Donkeys and mules...suddenly I'm surrounded by them....
But draft horses in the South? Hooboy, no siree. Historically, mules were the beasts of burden below the Mason-Dixon line. For those of you out of the loop, a mule is a cross between a male donkey and a female horse. What results is a an animal with the sturdy donkey hooves, the donkey’s better heat tolerance (perfect for the hot and humid South), and a better resistance to colic. Overall, the mule is considered a much “lower maintenance animal” than the horse, who will need more hoof care, and tends to be a flightier sort of animal.
How do I know this? Why, Miss Kira, of course. To be fair, Kira herself started as a “horse-person,” been one for most of her life, in fact. How she got mixed up with mules, I don’t quite know, but by the time I had caught up with her again, over the holidays last year, I literally met up with her while she was riding the love of her life, a long-ear named Marshall.

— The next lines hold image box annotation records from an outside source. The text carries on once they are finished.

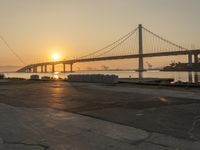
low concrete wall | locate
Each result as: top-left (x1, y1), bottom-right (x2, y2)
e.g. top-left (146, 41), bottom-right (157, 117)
top-left (68, 74), bottom-right (118, 83)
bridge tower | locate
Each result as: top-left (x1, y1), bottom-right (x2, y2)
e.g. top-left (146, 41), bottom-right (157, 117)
top-left (138, 24), bottom-right (144, 72)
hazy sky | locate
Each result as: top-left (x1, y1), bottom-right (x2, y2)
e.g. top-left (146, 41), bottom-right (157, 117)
top-left (0, 0), bottom-right (200, 68)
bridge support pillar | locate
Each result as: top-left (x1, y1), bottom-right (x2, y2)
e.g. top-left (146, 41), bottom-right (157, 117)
top-left (44, 65), bottom-right (47, 73)
top-left (41, 65), bottom-right (44, 73)
top-left (33, 67), bottom-right (37, 73)
top-left (138, 24), bottom-right (144, 79)
top-left (188, 53), bottom-right (192, 67)
top-left (70, 64), bottom-right (73, 72)
top-left (194, 54), bottom-right (199, 64)
top-left (52, 64), bottom-right (55, 73)
top-left (63, 63), bottom-right (66, 73)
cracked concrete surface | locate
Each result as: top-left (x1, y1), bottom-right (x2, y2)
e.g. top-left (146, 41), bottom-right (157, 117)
top-left (0, 82), bottom-right (200, 150)
top-left (0, 104), bottom-right (200, 150)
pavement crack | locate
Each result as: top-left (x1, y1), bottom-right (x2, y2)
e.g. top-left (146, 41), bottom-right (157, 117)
top-left (1, 138), bottom-right (50, 150)
top-left (187, 116), bottom-right (200, 140)
top-left (131, 133), bottom-right (152, 145)
top-left (144, 141), bottom-right (176, 150)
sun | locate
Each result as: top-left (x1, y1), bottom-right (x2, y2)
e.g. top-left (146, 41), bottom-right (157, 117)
top-left (51, 53), bottom-right (60, 61)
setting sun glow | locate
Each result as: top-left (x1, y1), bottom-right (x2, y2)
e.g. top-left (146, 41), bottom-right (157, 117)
top-left (51, 53), bottom-right (60, 61)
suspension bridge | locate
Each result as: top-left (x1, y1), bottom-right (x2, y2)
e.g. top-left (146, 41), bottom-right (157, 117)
top-left (17, 24), bottom-right (200, 73)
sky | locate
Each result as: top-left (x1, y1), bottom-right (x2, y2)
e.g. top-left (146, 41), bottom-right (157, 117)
top-left (0, 0), bottom-right (200, 70)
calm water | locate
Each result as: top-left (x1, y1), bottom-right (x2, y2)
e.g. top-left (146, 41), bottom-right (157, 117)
top-left (2, 71), bottom-right (200, 82)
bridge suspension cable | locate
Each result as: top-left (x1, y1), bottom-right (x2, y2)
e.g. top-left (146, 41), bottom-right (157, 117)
top-left (77, 24), bottom-right (188, 60)
top-left (0, 35), bottom-right (26, 65)
top-left (78, 27), bottom-right (138, 59)
top-left (142, 27), bottom-right (188, 51)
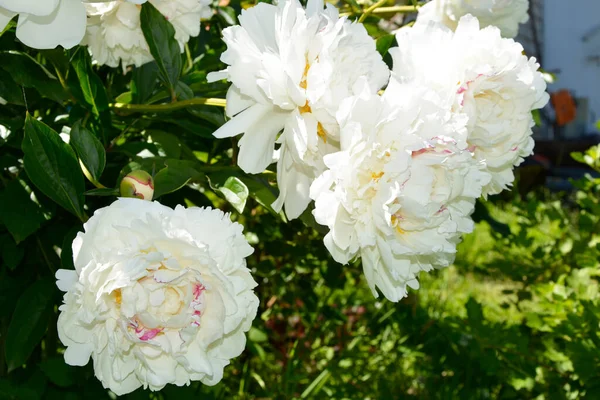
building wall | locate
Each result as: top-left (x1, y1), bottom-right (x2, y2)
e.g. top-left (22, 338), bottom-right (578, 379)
top-left (542, 0), bottom-right (600, 133)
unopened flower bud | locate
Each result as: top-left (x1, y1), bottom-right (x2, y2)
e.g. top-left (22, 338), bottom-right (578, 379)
top-left (119, 170), bottom-right (154, 200)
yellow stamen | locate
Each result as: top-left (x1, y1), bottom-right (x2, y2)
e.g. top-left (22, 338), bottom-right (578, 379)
top-left (392, 214), bottom-right (406, 235)
top-left (298, 100), bottom-right (312, 114)
top-left (300, 60), bottom-right (310, 90)
top-left (317, 122), bottom-right (327, 143)
top-left (371, 171), bottom-right (384, 180)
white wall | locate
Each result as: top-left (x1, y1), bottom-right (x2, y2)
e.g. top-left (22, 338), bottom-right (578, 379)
top-left (542, 0), bottom-right (600, 131)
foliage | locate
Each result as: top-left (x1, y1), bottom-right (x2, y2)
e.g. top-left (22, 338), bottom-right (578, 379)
top-left (0, 2), bottom-right (600, 399)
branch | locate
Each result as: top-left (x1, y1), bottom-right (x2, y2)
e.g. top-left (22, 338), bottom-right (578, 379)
top-left (110, 97), bottom-right (225, 113)
top-left (340, 1), bottom-right (421, 22)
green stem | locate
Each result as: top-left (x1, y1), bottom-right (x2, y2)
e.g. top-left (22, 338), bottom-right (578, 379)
top-left (358, 0), bottom-right (388, 22)
top-left (372, 6), bottom-right (420, 14)
top-left (79, 160), bottom-right (106, 189)
top-left (350, 1), bottom-right (421, 22)
top-left (110, 97), bottom-right (225, 113)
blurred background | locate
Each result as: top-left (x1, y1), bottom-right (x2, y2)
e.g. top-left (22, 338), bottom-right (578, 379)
top-left (516, 0), bottom-right (600, 194)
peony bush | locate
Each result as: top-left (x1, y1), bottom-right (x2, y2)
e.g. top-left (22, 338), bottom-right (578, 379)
top-left (0, 0), bottom-right (591, 399)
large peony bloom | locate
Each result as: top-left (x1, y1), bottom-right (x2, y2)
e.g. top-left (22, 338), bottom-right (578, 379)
top-left (82, 0), bottom-right (212, 67)
top-left (417, 0), bottom-right (529, 38)
top-left (311, 79), bottom-right (489, 301)
top-left (390, 16), bottom-right (549, 195)
top-left (0, 0), bottom-right (86, 49)
top-left (209, 0), bottom-right (389, 218)
top-left (56, 198), bottom-right (258, 395)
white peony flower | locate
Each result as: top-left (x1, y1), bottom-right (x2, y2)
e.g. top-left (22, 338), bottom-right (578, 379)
top-left (390, 16), bottom-right (549, 195)
top-left (56, 198), bottom-right (258, 395)
top-left (208, 0), bottom-right (389, 218)
top-left (0, 0), bottom-right (86, 49)
top-left (310, 78), bottom-right (490, 301)
top-left (82, 0), bottom-right (212, 68)
top-left (417, 0), bottom-right (529, 38)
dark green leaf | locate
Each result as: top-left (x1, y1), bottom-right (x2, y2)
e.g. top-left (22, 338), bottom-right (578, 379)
top-left (60, 226), bottom-right (81, 269)
top-left (0, 51), bottom-right (68, 103)
top-left (217, 176), bottom-right (249, 214)
top-left (150, 131), bottom-right (181, 158)
top-left (22, 114), bottom-right (85, 219)
top-left (0, 179), bottom-right (46, 243)
top-left (69, 122), bottom-right (106, 181)
top-left (140, 2), bottom-right (182, 96)
top-left (0, 235), bottom-right (25, 269)
top-left (131, 61), bottom-right (158, 104)
top-left (72, 47), bottom-right (108, 116)
top-left (175, 81), bottom-right (194, 100)
top-left (154, 160), bottom-right (202, 199)
top-left (5, 279), bottom-right (56, 371)
top-left (40, 357), bottom-right (76, 387)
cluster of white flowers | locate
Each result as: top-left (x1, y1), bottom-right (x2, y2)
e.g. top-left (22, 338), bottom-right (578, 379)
top-left (417, 0), bottom-right (529, 38)
top-left (82, 0), bottom-right (212, 67)
top-left (209, 4), bottom-right (548, 301)
top-left (50, 0), bottom-right (548, 394)
top-left (208, 0), bottom-right (389, 218)
top-left (0, 0), bottom-right (212, 67)
top-left (56, 198), bottom-right (258, 395)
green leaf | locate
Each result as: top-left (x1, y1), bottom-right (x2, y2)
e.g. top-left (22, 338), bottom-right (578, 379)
top-left (0, 51), bottom-right (69, 103)
top-left (217, 176), bottom-right (249, 214)
top-left (140, 2), bottom-right (182, 96)
top-left (531, 110), bottom-right (542, 126)
top-left (175, 81), bottom-right (194, 100)
top-left (466, 297), bottom-right (484, 327)
top-left (153, 159), bottom-right (203, 199)
top-left (0, 235), bottom-right (25, 270)
top-left (69, 122), bottom-right (106, 181)
top-left (60, 225), bottom-right (81, 269)
top-left (71, 47), bottom-right (108, 116)
top-left (376, 35), bottom-right (396, 57)
top-left (22, 113), bottom-right (85, 220)
top-left (131, 61), bottom-right (158, 104)
top-left (150, 131), bottom-right (181, 158)
top-left (5, 279), bottom-right (55, 371)
top-left (0, 179), bottom-right (46, 243)
top-left (40, 357), bottom-right (76, 387)
top-left (84, 188), bottom-right (119, 196)
top-left (207, 170), bottom-right (279, 215)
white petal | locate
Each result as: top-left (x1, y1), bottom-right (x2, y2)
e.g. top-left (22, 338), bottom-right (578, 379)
top-left (55, 269), bottom-right (79, 292)
top-left (65, 343), bottom-right (93, 367)
top-left (0, 8), bottom-right (17, 31)
top-left (17, 0), bottom-right (86, 49)
top-left (213, 104), bottom-right (270, 139)
top-left (238, 112), bottom-right (288, 174)
top-left (0, 0), bottom-right (60, 16)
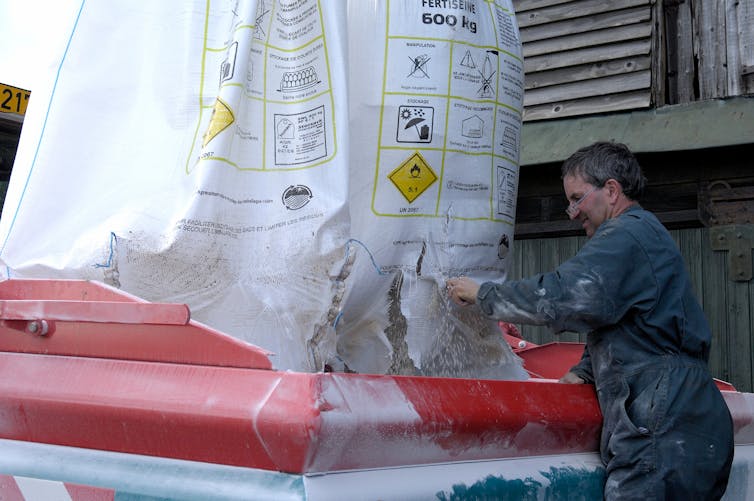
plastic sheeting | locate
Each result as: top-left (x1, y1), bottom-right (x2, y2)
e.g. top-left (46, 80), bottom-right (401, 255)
top-left (0, 0), bottom-right (523, 377)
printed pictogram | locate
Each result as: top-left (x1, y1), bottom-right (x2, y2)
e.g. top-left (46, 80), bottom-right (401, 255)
top-left (395, 106), bottom-right (435, 143)
top-left (388, 151), bottom-right (437, 203)
top-left (202, 97), bottom-right (236, 147)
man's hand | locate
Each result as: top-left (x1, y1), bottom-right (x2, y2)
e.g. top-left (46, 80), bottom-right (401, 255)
top-left (445, 276), bottom-right (479, 306)
top-left (558, 372), bottom-right (585, 384)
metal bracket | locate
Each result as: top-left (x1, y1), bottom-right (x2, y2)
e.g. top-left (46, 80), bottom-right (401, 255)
top-left (710, 224), bottom-right (754, 282)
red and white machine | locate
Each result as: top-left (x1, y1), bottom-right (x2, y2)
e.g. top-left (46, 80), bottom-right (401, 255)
top-left (0, 280), bottom-right (754, 500)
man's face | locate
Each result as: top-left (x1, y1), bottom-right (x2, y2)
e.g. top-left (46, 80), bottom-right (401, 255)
top-left (563, 175), bottom-right (608, 238)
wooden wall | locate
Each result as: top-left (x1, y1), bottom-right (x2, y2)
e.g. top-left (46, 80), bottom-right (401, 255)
top-left (513, 0), bottom-right (754, 121)
top-left (509, 228), bottom-right (754, 392)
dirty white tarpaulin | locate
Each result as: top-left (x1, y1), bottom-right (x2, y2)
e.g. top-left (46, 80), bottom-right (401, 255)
top-left (338, 0), bottom-right (524, 377)
top-left (0, 0), bottom-right (522, 372)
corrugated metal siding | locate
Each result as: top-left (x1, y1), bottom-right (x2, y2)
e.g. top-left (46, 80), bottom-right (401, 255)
top-left (510, 228), bottom-right (754, 392)
top-left (513, 0), bottom-right (654, 121)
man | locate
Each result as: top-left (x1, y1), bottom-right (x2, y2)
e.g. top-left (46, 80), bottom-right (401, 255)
top-left (447, 142), bottom-right (733, 500)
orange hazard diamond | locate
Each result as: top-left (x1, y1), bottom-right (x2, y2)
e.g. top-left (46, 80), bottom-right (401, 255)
top-left (388, 151), bottom-right (437, 203)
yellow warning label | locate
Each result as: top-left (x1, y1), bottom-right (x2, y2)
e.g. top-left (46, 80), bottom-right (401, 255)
top-left (202, 98), bottom-right (236, 146)
top-left (388, 151), bottom-right (437, 203)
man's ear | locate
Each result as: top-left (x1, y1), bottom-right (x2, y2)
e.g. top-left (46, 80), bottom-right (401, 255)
top-left (604, 178), bottom-right (623, 203)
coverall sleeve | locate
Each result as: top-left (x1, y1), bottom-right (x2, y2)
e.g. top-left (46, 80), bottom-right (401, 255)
top-left (477, 219), bottom-right (658, 333)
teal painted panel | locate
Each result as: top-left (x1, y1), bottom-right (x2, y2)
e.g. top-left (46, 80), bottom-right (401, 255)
top-left (437, 467), bottom-right (605, 501)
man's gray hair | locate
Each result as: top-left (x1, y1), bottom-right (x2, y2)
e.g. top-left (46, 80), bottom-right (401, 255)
top-left (561, 141), bottom-right (647, 201)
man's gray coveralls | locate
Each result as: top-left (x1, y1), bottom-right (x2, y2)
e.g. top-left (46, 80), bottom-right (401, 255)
top-left (477, 205), bottom-right (733, 501)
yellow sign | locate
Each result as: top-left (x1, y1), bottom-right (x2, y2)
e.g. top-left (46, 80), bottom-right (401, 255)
top-left (0, 84), bottom-right (31, 115)
top-left (202, 98), bottom-right (236, 146)
top-left (388, 151), bottom-right (437, 203)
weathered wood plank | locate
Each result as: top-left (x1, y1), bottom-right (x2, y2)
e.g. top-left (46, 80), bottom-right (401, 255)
top-left (526, 56), bottom-right (651, 90)
top-left (725, 0), bottom-right (754, 96)
top-left (686, 228), bottom-right (731, 381)
top-left (725, 0), bottom-right (742, 96)
top-left (513, 0), bottom-right (572, 13)
top-left (524, 39), bottom-right (651, 74)
top-left (665, 2), bottom-right (695, 104)
top-left (651, 2), bottom-right (667, 106)
top-left (520, 5), bottom-right (652, 44)
top-left (524, 90), bottom-right (650, 121)
top-left (516, 0), bottom-right (650, 28)
top-left (524, 70), bottom-right (652, 107)
top-left (691, 0), bottom-right (728, 99)
top-left (523, 23), bottom-right (652, 58)
top-left (725, 261), bottom-right (753, 392)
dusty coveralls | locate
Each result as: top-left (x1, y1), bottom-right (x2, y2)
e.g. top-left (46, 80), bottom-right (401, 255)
top-left (477, 206), bottom-right (733, 500)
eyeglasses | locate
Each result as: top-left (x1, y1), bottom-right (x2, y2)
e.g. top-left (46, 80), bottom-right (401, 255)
top-left (566, 186), bottom-right (599, 217)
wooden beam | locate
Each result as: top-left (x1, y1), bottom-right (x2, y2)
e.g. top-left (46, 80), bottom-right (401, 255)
top-left (513, 0), bottom-right (571, 13)
top-left (524, 89), bottom-right (650, 121)
top-left (524, 39), bottom-right (651, 74)
top-left (516, 0), bottom-right (650, 28)
top-left (521, 97), bottom-right (754, 161)
top-left (526, 56), bottom-right (651, 91)
top-left (520, 6), bottom-right (651, 44)
top-left (523, 23), bottom-right (652, 58)
top-left (524, 70), bottom-right (652, 108)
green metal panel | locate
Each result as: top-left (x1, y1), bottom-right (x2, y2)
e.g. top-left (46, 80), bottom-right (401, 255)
top-left (521, 96), bottom-right (754, 165)
top-left (510, 228), bottom-right (754, 392)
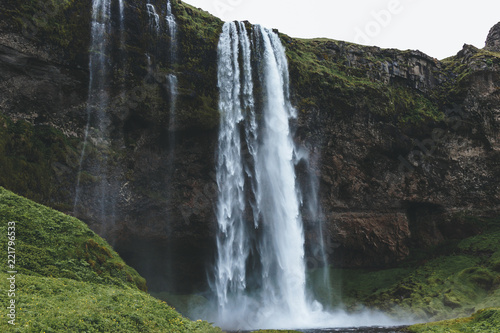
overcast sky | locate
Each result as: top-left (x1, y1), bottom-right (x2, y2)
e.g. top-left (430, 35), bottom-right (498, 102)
top-left (184, 0), bottom-right (500, 59)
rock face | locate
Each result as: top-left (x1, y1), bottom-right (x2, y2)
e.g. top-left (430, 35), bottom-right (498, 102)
top-left (0, 0), bottom-right (500, 292)
top-left (485, 22), bottom-right (500, 52)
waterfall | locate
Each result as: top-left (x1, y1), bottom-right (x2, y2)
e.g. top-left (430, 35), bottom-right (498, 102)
top-left (166, 74), bottom-right (178, 153)
top-left (73, 0), bottom-right (111, 211)
top-left (215, 23), bottom-right (249, 320)
top-left (165, 0), bottom-right (177, 65)
top-left (146, 2), bottom-right (160, 35)
top-left (213, 22), bottom-right (329, 329)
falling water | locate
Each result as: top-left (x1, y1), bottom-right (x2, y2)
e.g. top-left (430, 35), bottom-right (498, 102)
top-left (215, 22), bottom-right (321, 328)
top-left (73, 0), bottom-right (111, 211)
top-left (146, 2), bottom-right (160, 35)
top-left (165, 0), bottom-right (177, 65)
top-left (213, 22), bottom-right (404, 329)
top-left (215, 23), bottom-right (249, 321)
top-left (167, 74), bottom-right (178, 150)
top-left (119, 0), bottom-right (125, 49)
top-left (165, 0), bottom-right (178, 164)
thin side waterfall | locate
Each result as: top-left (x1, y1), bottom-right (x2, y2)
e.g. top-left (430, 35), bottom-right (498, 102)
top-left (146, 2), bottom-right (160, 35)
top-left (165, 0), bottom-right (178, 148)
top-left (165, 0), bottom-right (177, 65)
top-left (167, 74), bottom-right (178, 155)
top-left (73, 0), bottom-right (111, 211)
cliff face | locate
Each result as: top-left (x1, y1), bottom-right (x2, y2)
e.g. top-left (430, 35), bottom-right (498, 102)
top-left (0, 0), bottom-right (500, 291)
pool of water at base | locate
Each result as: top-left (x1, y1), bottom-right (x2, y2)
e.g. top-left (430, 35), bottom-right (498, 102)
top-left (226, 326), bottom-right (408, 333)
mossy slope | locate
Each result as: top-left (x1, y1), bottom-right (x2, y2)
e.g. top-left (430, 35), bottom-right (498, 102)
top-left (408, 308), bottom-right (500, 333)
top-left (0, 188), bottom-right (221, 333)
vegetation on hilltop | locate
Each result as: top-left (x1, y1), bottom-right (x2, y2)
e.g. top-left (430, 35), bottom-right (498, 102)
top-left (0, 188), bottom-right (221, 333)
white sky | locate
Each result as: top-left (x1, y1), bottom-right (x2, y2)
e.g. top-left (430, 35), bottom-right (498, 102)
top-left (183, 0), bottom-right (500, 59)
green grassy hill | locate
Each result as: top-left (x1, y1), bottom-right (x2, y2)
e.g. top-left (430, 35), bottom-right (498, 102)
top-left (0, 187), bottom-right (221, 333)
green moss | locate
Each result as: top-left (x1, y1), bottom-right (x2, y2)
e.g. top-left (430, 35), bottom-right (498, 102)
top-left (310, 216), bottom-right (500, 320)
top-left (408, 308), bottom-right (500, 333)
top-left (282, 35), bottom-right (444, 126)
top-left (0, 272), bottom-right (222, 333)
top-left (252, 330), bottom-right (300, 333)
top-left (0, 188), bottom-right (221, 333)
top-left (0, 188), bottom-right (146, 290)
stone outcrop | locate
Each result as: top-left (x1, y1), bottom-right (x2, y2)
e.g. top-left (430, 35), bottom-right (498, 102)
top-left (485, 22), bottom-right (500, 52)
top-left (0, 0), bottom-right (500, 292)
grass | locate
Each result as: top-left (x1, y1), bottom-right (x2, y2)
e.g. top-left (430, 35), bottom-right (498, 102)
top-left (408, 308), bottom-right (500, 333)
top-left (311, 217), bottom-right (500, 320)
top-left (0, 187), bottom-right (222, 333)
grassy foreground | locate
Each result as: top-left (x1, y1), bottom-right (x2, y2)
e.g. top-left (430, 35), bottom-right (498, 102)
top-left (0, 187), bottom-right (221, 333)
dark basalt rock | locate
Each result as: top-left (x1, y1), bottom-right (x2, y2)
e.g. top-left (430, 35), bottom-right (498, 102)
top-left (485, 22), bottom-right (500, 52)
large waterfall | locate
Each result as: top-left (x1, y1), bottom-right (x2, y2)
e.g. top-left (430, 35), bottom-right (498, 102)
top-left (214, 22), bottom-right (329, 329)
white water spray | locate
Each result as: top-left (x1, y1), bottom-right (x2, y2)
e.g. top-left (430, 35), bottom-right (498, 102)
top-left (73, 0), bottom-right (111, 211)
top-left (165, 0), bottom-right (177, 65)
top-left (146, 2), bottom-right (160, 35)
top-left (211, 22), bottom-right (402, 329)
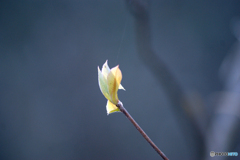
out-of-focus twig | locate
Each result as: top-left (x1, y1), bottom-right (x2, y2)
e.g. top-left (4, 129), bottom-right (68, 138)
top-left (125, 0), bottom-right (204, 158)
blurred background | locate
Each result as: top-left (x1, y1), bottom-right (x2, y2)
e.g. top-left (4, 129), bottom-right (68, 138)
top-left (0, 0), bottom-right (240, 160)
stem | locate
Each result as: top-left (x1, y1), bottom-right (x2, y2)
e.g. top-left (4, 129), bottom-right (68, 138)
top-left (116, 101), bottom-right (168, 160)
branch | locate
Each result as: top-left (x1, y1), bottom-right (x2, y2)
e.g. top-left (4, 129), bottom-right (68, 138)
top-left (125, 0), bottom-right (204, 158)
top-left (116, 101), bottom-right (168, 160)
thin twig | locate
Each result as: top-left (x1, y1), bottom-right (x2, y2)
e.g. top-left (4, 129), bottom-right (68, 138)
top-left (117, 101), bottom-right (168, 160)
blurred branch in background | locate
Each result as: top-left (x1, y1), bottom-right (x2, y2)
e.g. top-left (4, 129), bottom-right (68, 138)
top-left (126, 0), bottom-right (205, 156)
top-left (126, 0), bottom-right (240, 159)
top-left (205, 19), bottom-right (240, 160)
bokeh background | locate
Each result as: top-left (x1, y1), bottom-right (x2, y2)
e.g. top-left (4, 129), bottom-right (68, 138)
top-left (0, 0), bottom-right (240, 160)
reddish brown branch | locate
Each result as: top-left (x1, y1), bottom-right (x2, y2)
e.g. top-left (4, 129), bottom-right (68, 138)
top-left (117, 101), bottom-right (168, 160)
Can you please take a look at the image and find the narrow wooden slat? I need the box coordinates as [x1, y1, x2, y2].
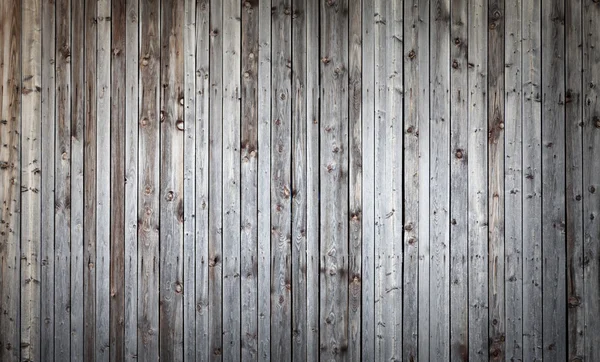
[580, 1, 600, 361]
[467, 0, 489, 361]
[40, 1, 56, 358]
[450, 0, 469, 361]
[291, 0, 307, 362]
[123, 0, 140, 360]
[195, 0, 211, 361]
[360, 1, 377, 360]
[138, 0, 161, 361]
[54, 0, 72, 360]
[271, 0, 292, 361]
[319, 0, 349, 361]
[159, 0, 185, 361]
[429, 0, 450, 361]
[0, 1, 20, 361]
[208, 0, 223, 360]
[182, 0, 196, 361]
[487, 0, 506, 361]
[541, 0, 568, 361]
[304, 0, 320, 361]
[69, 1, 86, 361]
[20, 0, 42, 361]
[222, 0, 242, 361]
[240, 1, 260, 361]
[504, 0, 523, 361]
[521, 0, 542, 361]
[346, 1, 362, 361]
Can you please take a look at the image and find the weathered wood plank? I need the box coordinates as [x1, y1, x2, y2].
[487, 0, 506, 361]
[240, 1, 259, 361]
[450, 0, 469, 361]
[195, 0, 211, 361]
[69, 1, 86, 361]
[467, 0, 488, 361]
[208, 0, 223, 360]
[40, 1, 56, 358]
[54, 0, 72, 360]
[123, 0, 140, 360]
[304, 0, 320, 361]
[110, 1, 127, 361]
[159, 0, 185, 361]
[429, 0, 450, 361]
[319, 0, 349, 361]
[223, 0, 242, 361]
[0, 1, 21, 361]
[290, 0, 307, 362]
[582, 1, 600, 361]
[182, 0, 196, 361]
[20, 0, 41, 361]
[504, 0, 523, 361]
[360, 1, 377, 360]
[346, 1, 362, 361]
[138, 0, 160, 361]
[271, 0, 292, 361]
[521, 0, 542, 361]
[541, 0, 568, 361]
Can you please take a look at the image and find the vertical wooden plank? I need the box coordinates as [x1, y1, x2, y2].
[159, 0, 185, 361]
[208, 0, 223, 360]
[541, 0, 567, 361]
[582, 1, 600, 361]
[304, 0, 320, 361]
[195, 0, 211, 361]
[450, 0, 469, 361]
[0, 1, 20, 361]
[319, 0, 349, 361]
[223, 0, 242, 361]
[429, 0, 450, 361]
[180, 0, 197, 361]
[240, 1, 259, 361]
[504, 0, 523, 361]
[96, 0, 112, 361]
[346, 1, 362, 361]
[84, 0, 98, 361]
[487, 0, 506, 361]
[521, 0, 542, 361]
[467, 0, 489, 361]
[20, 0, 42, 361]
[291, 0, 307, 362]
[40, 1, 56, 358]
[360, 1, 378, 360]
[123, 0, 139, 360]
[54, 0, 72, 360]
[138, 0, 160, 361]
[271, 0, 292, 361]
[69, 1, 86, 361]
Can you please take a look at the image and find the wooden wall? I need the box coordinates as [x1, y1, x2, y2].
[0, 0, 600, 361]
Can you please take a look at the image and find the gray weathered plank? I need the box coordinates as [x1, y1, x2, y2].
[580, 1, 600, 361]
[429, 0, 450, 361]
[0, 1, 21, 361]
[467, 0, 488, 361]
[138, 0, 161, 361]
[521, 0, 542, 361]
[319, 0, 349, 361]
[541, 0, 568, 361]
[504, 0, 523, 361]
[487, 0, 506, 361]
[195, 0, 210, 361]
[159, 0, 185, 361]
[450, 0, 469, 361]
[20, 0, 41, 361]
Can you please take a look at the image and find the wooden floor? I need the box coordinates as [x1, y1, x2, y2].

Now, Marshall is quite a lovely fellow, honestly, but have you ever seen a mule? You can holler up and down at me about how reliable in temperment (some would call this stubborness) a mule is or how great their feet are, but they look like…umm, large donkeys (and I wouldn't call myself a die-hard donkey person).....not a lush mane or tale amongst the lot of them. Plus, I hear these crazy stories about how particular these beasts are; they’ll plumb kick you with their back feet if any part of their schedules are off in any way. Are any of those stories true? I don’t know, but you can’t tell Kira that! Mules can do no wrong, according to most mule-o’-philes, and that's that.
So far, she’s convinced another horse friend Keely to convert over to muledom, and I fear that by the time she’s done with me, my far-fetched dreams of owning a Gypsy Cob, or even a Percheron, will be trumped by two draft mules or something…..and next thing I’ll know, I’ll be dang-gum mule skinner….or muleteer.
Which--by the way--I’d love a definitive answer: Kira swears that mule drivers are actually called Mule Skinners. I say I’ve heard them called nothing other than Muleteers. Maybe there’s a difference in names based on regional specifics.
Whatever you do, don't let the long-eared lovers get to you; I have a feeling this damnyankee will be a Mule Skinner or Muleteer, one way or the other!